Finding a target organism

Natalia_Bednarska · October 3, 2019, 7:17am

Hi Nicholas,
Thanks for reply. Indeed the 99OTUs from Greene genes worked well after all.
Another question is can I train the classifier to search for one particular species of bacteria , having its sequence? Or whats the best/most efficient way for making a targeted search on a feature table?

colinbrislawn · October 3, 2019, 1:29pm

Hello Natalia,

I think using a untargeted classifier then filtering your table to just the taxa of interest is a good way to do it. In case you don't find the exact Species you want, you could find the taxa that match at the Family and/or Genus level.

If you are only interested one taxa, you could use qiime vsearch cluster-features-closed-reference to align all your reads against just the sequence of the one taxa you are interested in.

Colin

Nicholas_Bokulich · October 3, 2019, 2:08pm

Honestly I would just classify everything in an untargeted fashion and pick through the results.

For a targeted search you could use classify-consensus-blast against a small database of sequences of interest, or even use qiime quality-control exclude-seqs. The latter really just runs a BLAST search under the hood to find query sequences that are within some similarity threshold to a set of reference sequences. You can use a single reference sequence to find all queries that are within some % similarity to that sequence, and then try to classify those with a separate method to verify identity.

Perhaps an even simpler/quicker method would be to use qiime feature-classifier extract-reads on your reference sequence of interest (the species you are looking for) to extract a sequence of the exact same length and target as your query sequences and get the md5 hash of that sequence... then you can just find that ASV in your feature table without classification.

The problem with all of the latter approaches is that you are assuming that the sequence is unique to that species, and hence finding the sequence indicates the presence of your species. That may be valid under many conditions (e.g., synthetic organisms or in well-defined systems) but in most environments is a dangerous assumption to make — hence why an untargeted classification on a full reference database is a safer, better route in my opinion.
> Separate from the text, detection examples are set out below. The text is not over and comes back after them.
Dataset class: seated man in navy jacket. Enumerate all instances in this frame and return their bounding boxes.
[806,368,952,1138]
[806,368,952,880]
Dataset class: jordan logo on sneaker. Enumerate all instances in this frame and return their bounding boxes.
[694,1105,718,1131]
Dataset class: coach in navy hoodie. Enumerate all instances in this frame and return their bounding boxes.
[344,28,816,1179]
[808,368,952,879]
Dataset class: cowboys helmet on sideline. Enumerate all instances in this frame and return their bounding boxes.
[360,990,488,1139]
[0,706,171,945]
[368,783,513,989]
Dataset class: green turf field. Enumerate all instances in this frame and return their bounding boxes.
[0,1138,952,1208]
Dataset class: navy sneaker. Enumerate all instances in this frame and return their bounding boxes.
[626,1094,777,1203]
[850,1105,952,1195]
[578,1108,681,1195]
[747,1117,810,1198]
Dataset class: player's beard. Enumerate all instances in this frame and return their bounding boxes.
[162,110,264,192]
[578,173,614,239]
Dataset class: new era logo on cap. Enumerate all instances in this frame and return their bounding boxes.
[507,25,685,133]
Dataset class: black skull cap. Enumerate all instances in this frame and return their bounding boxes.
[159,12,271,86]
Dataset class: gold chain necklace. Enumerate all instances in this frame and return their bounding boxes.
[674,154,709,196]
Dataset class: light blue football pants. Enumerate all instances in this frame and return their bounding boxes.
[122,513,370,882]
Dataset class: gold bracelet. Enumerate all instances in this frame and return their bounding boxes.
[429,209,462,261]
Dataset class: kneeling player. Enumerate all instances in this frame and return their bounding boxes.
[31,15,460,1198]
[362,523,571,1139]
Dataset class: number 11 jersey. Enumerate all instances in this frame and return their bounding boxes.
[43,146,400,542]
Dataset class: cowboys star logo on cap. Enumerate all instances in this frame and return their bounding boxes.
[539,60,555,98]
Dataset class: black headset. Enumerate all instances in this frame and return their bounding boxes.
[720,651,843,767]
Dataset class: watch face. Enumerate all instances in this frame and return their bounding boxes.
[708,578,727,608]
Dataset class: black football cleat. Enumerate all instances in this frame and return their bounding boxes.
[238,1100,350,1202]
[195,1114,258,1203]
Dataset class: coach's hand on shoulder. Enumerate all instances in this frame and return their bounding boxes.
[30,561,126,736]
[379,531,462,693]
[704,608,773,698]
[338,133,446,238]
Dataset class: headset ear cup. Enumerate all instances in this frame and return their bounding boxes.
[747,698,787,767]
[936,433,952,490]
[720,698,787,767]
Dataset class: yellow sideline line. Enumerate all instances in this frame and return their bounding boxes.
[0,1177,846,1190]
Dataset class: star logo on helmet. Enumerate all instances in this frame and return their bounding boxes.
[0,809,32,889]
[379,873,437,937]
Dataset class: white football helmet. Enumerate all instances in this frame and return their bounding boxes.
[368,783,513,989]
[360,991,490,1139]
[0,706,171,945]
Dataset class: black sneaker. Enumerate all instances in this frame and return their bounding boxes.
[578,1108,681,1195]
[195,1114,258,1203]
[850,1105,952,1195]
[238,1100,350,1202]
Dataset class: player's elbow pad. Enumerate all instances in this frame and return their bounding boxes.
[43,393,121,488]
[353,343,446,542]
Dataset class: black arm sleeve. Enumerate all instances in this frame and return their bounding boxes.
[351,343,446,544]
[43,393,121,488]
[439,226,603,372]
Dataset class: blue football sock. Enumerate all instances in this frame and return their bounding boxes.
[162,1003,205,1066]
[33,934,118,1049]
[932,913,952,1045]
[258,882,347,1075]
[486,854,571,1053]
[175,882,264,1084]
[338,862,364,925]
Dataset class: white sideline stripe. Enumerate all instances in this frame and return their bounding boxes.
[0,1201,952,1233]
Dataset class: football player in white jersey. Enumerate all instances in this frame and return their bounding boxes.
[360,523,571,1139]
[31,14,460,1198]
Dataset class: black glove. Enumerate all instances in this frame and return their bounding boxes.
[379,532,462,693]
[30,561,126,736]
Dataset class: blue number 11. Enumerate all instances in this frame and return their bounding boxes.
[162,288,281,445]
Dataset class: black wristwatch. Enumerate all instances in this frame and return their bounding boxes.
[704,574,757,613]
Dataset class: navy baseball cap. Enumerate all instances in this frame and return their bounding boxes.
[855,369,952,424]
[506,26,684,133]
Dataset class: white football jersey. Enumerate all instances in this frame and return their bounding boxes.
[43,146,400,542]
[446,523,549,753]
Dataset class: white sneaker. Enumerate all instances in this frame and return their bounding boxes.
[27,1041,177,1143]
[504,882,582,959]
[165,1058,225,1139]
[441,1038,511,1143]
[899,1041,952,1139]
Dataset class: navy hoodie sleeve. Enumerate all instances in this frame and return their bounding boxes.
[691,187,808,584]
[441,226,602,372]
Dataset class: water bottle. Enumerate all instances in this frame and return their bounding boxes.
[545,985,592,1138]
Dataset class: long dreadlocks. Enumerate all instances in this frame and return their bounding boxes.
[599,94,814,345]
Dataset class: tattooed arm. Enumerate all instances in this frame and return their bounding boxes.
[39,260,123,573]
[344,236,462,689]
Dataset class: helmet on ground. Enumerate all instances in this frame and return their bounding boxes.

(but I am guessing that approach does not hit the species you are looking for, in which case I think it is okay to follow up with a targeted approach to say something like "we did not find species X in our samples, but sequences classified to family Y in this study have close resemblance to those of X, indicating the possibility that these belong to X — sequence similarity within family Y is too close to provide accurate resolution of species within this group to fully differentiate X from closely related species")

system · November 3, 2019, 8:09pm

This topic was automatically closed 31 days after the last reply. New replies are no longer allowed.